Что изменилось, когда первый сценарий превратился во второй? На первый взгляд – ничего. Сенсорная информация осталась прежней. Вот только в мышлении нашего гипотетического прохожего произошел сдвиг, и этот сдвиг в буквальном смысле слова повлиял на его восприятие действительности. Изменился способ обработки информации, выбор объектов, которым уделено внимание, а также взаимодействие внешнего мира с мышлением.

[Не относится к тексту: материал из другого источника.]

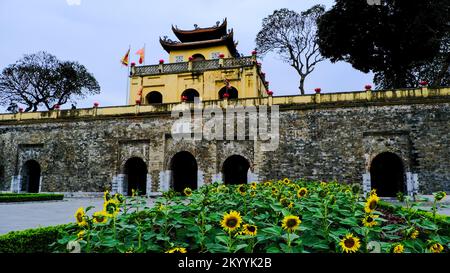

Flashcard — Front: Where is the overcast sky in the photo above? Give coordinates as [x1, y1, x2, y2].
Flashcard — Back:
[0, 0, 372, 108]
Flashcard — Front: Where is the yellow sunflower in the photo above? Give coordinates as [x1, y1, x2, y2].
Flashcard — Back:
[392, 244, 405, 253]
[242, 224, 258, 236]
[429, 243, 444, 253]
[362, 214, 378, 227]
[220, 210, 242, 232]
[364, 195, 380, 213]
[281, 215, 302, 233]
[92, 211, 108, 224]
[103, 199, 120, 216]
[339, 233, 361, 253]
[75, 207, 87, 227]
[297, 188, 308, 198]
[237, 184, 247, 196]
[103, 191, 111, 202]
[183, 188, 192, 196]
[166, 247, 187, 253]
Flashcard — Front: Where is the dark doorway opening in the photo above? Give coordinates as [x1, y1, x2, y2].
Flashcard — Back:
[125, 157, 148, 196]
[222, 155, 250, 185]
[219, 87, 239, 100]
[370, 152, 406, 197]
[181, 89, 200, 102]
[170, 152, 197, 192]
[21, 160, 41, 193]
[145, 91, 162, 104]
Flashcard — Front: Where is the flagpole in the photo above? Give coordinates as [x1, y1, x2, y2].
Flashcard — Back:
[125, 45, 131, 105]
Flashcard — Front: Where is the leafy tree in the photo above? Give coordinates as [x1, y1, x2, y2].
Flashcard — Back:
[256, 5, 325, 94]
[0, 52, 100, 112]
[318, 0, 450, 88]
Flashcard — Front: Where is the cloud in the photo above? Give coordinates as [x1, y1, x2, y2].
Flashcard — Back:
[66, 0, 81, 6]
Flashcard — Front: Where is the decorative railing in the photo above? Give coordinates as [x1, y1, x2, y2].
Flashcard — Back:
[131, 57, 256, 76]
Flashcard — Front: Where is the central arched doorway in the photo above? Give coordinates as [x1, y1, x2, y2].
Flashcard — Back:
[21, 160, 41, 193]
[170, 152, 197, 192]
[370, 152, 406, 197]
[181, 88, 200, 102]
[124, 157, 148, 196]
[222, 155, 250, 185]
[219, 86, 239, 100]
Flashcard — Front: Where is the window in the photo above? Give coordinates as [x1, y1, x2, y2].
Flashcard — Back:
[175, 56, 183, 63]
[211, 52, 220, 60]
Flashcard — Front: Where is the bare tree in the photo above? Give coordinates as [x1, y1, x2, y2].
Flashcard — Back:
[0, 52, 100, 112]
[256, 5, 325, 95]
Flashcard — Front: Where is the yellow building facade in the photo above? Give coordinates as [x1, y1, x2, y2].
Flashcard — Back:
[129, 20, 271, 105]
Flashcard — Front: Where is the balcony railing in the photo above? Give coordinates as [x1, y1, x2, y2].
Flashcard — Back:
[131, 57, 256, 76]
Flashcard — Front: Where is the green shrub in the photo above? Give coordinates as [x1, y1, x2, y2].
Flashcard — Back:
[0, 224, 70, 253]
[0, 193, 64, 203]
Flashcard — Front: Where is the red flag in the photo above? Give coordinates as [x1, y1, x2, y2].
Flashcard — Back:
[121, 48, 130, 66]
[136, 47, 145, 64]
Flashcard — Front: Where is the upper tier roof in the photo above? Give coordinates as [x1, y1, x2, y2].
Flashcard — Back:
[172, 18, 227, 43]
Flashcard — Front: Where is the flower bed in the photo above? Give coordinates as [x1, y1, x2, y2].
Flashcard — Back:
[54, 179, 450, 253]
[0, 193, 64, 203]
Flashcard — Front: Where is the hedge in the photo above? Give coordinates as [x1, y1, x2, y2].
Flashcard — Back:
[0, 224, 73, 253]
[0, 193, 64, 203]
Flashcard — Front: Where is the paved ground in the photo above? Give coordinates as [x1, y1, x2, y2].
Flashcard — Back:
[0, 194, 450, 234]
[0, 198, 157, 234]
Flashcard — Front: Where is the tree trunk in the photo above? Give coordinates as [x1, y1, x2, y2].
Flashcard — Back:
[298, 76, 305, 95]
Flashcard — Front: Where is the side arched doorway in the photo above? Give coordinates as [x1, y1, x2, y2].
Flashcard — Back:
[181, 88, 200, 102]
[219, 86, 239, 100]
[124, 157, 148, 196]
[222, 155, 250, 185]
[21, 160, 41, 193]
[145, 91, 162, 104]
[370, 152, 406, 197]
[170, 152, 198, 192]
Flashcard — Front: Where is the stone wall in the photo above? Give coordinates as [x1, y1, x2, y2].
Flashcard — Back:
[0, 91, 450, 193]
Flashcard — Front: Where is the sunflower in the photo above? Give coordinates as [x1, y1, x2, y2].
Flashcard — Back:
[166, 247, 187, 253]
[392, 244, 405, 253]
[183, 188, 192, 196]
[297, 188, 308, 198]
[92, 211, 108, 224]
[362, 214, 378, 227]
[281, 215, 302, 233]
[237, 184, 247, 196]
[339, 233, 361, 253]
[103, 191, 111, 202]
[242, 224, 258, 236]
[75, 207, 87, 227]
[103, 199, 119, 216]
[409, 229, 419, 240]
[220, 210, 242, 232]
[429, 243, 444, 253]
[364, 195, 380, 213]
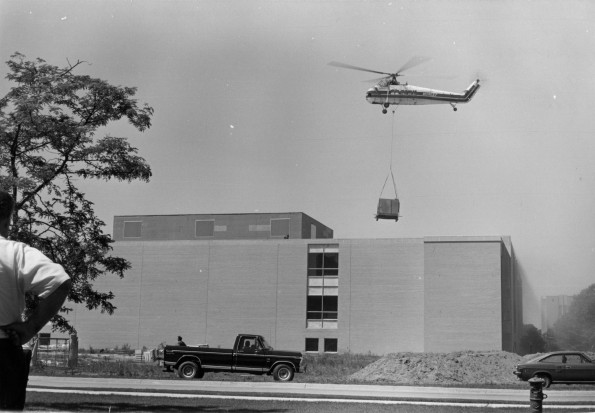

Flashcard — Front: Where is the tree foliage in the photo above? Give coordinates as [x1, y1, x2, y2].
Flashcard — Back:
[520, 324, 545, 356]
[0, 53, 153, 331]
[553, 284, 595, 351]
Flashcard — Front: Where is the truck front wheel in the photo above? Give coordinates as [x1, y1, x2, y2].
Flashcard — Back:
[273, 364, 293, 381]
[178, 361, 200, 379]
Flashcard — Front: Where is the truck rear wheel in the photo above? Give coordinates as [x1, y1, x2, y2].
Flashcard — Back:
[178, 361, 200, 379]
[273, 364, 293, 381]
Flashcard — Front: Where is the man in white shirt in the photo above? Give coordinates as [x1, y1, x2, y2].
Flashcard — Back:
[0, 190, 71, 411]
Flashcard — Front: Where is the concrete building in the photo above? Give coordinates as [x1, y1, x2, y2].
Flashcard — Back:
[70, 213, 522, 354]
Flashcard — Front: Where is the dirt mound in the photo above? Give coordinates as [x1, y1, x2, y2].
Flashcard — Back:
[350, 351, 535, 385]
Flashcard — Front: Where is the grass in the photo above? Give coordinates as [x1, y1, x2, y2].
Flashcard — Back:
[30, 354, 380, 384]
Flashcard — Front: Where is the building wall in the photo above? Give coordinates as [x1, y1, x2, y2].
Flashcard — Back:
[424, 239, 502, 352]
[114, 212, 333, 241]
[346, 239, 424, 354]
[62, 237, 512, 354]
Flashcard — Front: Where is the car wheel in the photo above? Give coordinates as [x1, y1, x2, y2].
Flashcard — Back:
[273, 364, 293, 381]
[178, 361, 199, 379]
[533, 374, 552, 389]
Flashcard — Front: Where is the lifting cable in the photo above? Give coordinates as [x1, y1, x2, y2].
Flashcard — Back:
[380, 108, 399, 199]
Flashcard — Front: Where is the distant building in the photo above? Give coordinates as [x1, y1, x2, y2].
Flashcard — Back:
[541, 295, 574, 334]
[64, 213, 522, 354]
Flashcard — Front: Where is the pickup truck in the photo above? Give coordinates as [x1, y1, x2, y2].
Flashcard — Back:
[157, 334, 303, 381]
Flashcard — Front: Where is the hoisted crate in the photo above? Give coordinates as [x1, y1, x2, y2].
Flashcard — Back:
[376, 198, 401, 222]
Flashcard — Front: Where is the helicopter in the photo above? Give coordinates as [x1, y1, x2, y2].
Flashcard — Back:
[329, 56, 480, 113]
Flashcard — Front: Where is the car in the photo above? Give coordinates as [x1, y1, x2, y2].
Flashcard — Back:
[514, 351, 595, 388]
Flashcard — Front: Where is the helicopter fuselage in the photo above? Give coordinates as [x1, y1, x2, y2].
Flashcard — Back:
[366, 79, 480, 113]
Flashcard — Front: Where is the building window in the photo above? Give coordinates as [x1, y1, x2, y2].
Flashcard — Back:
[306, 338, 318, 353]
[271, 218, 289, 238]
[124, 221, 143, 238]
[324, 338, 339, 353]
[195, 220, 215, 237]
[306, 245, 339, 329]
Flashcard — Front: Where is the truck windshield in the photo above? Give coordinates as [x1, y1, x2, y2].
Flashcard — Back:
[262, 337, 273, 350]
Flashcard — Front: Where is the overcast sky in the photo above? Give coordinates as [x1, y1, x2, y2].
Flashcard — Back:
[0, 0, 595, 326]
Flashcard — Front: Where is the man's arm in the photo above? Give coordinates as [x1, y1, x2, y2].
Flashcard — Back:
[0, 280, 72, 345]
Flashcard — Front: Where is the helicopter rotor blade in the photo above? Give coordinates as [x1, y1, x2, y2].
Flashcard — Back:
[396, 56, 432, 76]
[329, 62, 392, 76]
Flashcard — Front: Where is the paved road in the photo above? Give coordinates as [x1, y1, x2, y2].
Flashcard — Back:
[29, 376, 595, 406]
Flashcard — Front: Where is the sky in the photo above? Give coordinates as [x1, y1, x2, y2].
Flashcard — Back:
[0, 0, 595, 326]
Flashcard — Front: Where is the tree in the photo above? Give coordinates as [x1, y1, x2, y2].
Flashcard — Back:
[520, 324, 545, 356]
[553, 284, 595, 351]
[0, 53, 153, 332]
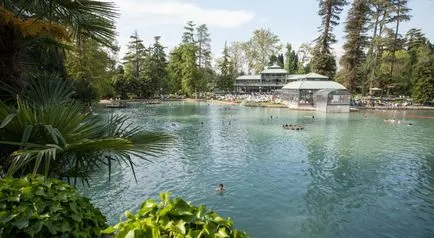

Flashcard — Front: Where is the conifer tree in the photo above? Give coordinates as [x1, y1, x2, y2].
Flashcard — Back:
[124, 31, 148, 98]
[389, 0, 411, 79]
[196, 24, 211, 68]
[311, 0, 347, 79]
[340, 0, 369, 92]
[217, 42, 235, 91]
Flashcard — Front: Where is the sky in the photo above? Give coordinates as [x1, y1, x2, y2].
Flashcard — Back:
[112, 0, 434, 62]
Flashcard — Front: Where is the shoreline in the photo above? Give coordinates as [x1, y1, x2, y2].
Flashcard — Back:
[356, 106, 434, 111]
[98, 98, 434, 112]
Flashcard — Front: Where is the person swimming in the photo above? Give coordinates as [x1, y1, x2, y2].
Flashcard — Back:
[215, 183, 225, 193]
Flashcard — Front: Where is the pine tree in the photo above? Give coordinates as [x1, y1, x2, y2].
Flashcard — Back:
[124, 31, 148, 98]
[268, 54, 277, 66]
[412, 42, 434, 103]
[285, 43, 299, 74]
[166, 46, 182, 94]
[364, 0, 390, 88]
[311, 0, 347, 79]
[340, 0, 369, 92]
[389, 0, 411, 82]
[217, 42, 235, 91]
[276, 54, 285, 69]
[196, 24, 211, 68]
[182, 21, 196, 44]
[145, 36, 167, 96]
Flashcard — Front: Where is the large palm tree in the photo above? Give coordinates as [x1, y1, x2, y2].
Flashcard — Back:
[0, 75, 170, 181]
[0, 0, 118, 100]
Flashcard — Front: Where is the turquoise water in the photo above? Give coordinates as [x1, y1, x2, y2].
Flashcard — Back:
[81, 102, 434, 238]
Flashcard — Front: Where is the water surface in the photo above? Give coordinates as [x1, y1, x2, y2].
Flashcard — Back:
[80, 102, 434, 238]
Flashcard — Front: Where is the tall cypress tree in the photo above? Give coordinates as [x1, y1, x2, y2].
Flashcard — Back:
[389, 0, 411, 80]
[217, 42, 235, 91]
[311, 0, 347, 79]
[145, 36, 167, 96]
[124, 31, 148, 98]
[196, 24, 211, 68]
[340, 0, 369, 92]
[412, 42, 434, 103]
[364, 0, 390, 88]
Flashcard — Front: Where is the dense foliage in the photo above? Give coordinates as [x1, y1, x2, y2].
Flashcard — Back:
[0, 0, 118, 103]
[311, 0, 347, 79]
[103, 193, 248, 238]
[0, 75, 168, 181]
[0, 176, 107, 238]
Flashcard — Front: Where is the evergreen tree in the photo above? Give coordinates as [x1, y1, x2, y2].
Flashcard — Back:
[285, 43, 299, 74]
[196, 24, 211, 68]
[412, 43, 434, 103]
[166, 46, 182, 94]
[276, 54, 285, 69]
[268, 54, 277, 66]
[363, 0, 390, 88]
[243, 29, 281, 73]
[65, 38, 116, 104]
[295, 43, 312, 74]
[217, 42, 235, 91]
[340, 0, 369, 92]
[311, 0, 346, 79]
[182, 21, 196, 45]
[228, 42, 246, 76]
[124, 31, 148, 98]
[112, 66, 130, 100]
[145, 36, 167, 96]
[389, 0, 411, 79]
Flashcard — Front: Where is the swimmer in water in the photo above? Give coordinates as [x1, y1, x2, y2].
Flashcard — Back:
[215, 183, 225, 193]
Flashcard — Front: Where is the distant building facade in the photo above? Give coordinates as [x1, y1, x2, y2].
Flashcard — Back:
[234, 65, 294, 93]
[280, 73, 351, 112]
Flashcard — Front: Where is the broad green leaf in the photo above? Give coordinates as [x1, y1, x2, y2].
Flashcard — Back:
[11, 214, 30, 230]
[0, 113, 16, 129]
[101, 226, 116, 235]
[0, 211, 18, 224]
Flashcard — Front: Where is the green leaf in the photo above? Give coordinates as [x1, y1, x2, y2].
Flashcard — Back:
[11, 214, 30, 230]
[157, 204, 173, 217]
[216, 227, 229, 237]
[124, 211, 134, 219]
[0, 211, 18, 224]
[24, 221, 43, 237]
[101, 226, 116, 235]
[175, 220, 186, 235]
[0, 113, 16, 129]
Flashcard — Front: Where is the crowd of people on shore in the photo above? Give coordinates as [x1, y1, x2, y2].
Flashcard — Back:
[216, 93, 281, 103]
[351, 97, 413, 108]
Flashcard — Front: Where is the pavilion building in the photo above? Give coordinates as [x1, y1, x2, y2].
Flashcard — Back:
[234, 65, 293, 94]
[280, 73, 351, 112]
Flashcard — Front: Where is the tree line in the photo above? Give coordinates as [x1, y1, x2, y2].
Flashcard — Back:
[110, 0, 434, 102]
[0, 0, 434, 103]
[311, 0, 434, 103]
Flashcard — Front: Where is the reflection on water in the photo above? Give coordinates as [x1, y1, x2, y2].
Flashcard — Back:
[80, 103, 434, 237]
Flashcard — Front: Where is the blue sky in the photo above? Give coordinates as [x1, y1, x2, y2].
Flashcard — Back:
[114, 0, 434, 61]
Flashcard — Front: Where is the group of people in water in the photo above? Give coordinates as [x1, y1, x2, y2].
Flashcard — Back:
[384, 118, 401, 124]
[282, 124, 304, 131]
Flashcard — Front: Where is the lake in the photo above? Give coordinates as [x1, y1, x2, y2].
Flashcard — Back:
[80, 102, 434, 238]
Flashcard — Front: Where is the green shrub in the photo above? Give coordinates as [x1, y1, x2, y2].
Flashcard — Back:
[103, 193, 248, 238]
[0, 176, 107, 237]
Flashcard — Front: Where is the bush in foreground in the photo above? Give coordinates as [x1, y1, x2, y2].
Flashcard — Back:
[0, 176, 107, 237]
[103, 193, 248, 238]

В этом нет ничего невозможного. Наше зрение отличается высокой степенью избирательности, сетчатка обычно улавливает примерно 10 млрд бит зрительной информации в секунду, но лишь 10 тыс. бит достигает первого слоя зрительной коры головного мозга, вдобавок только 10 % синапсов этой области предназначено для входящей зрительной информации. Или выразимся иначе: на наш мозг непрерывно и одновременно обрушивается примерно 11 млн единиц информации, то есть объектов в нашем окружении, которые мы воспринимаем с помощью органов чувств. Из этого количества мы способны осознанно обработать всего лишь 40 единиц. Это означает, что мы «видим» очень немногое из того, что нас окружает, и что процесс, который мы считаем объективным зрительным восприятием, было бы уместнее называть избирательной фильтрацией. Наше душевное состояние, настроение, мысли в любой конкретный момент, наша мотивация и цели могут сделать наш мозг гораздо разборчивей и строже.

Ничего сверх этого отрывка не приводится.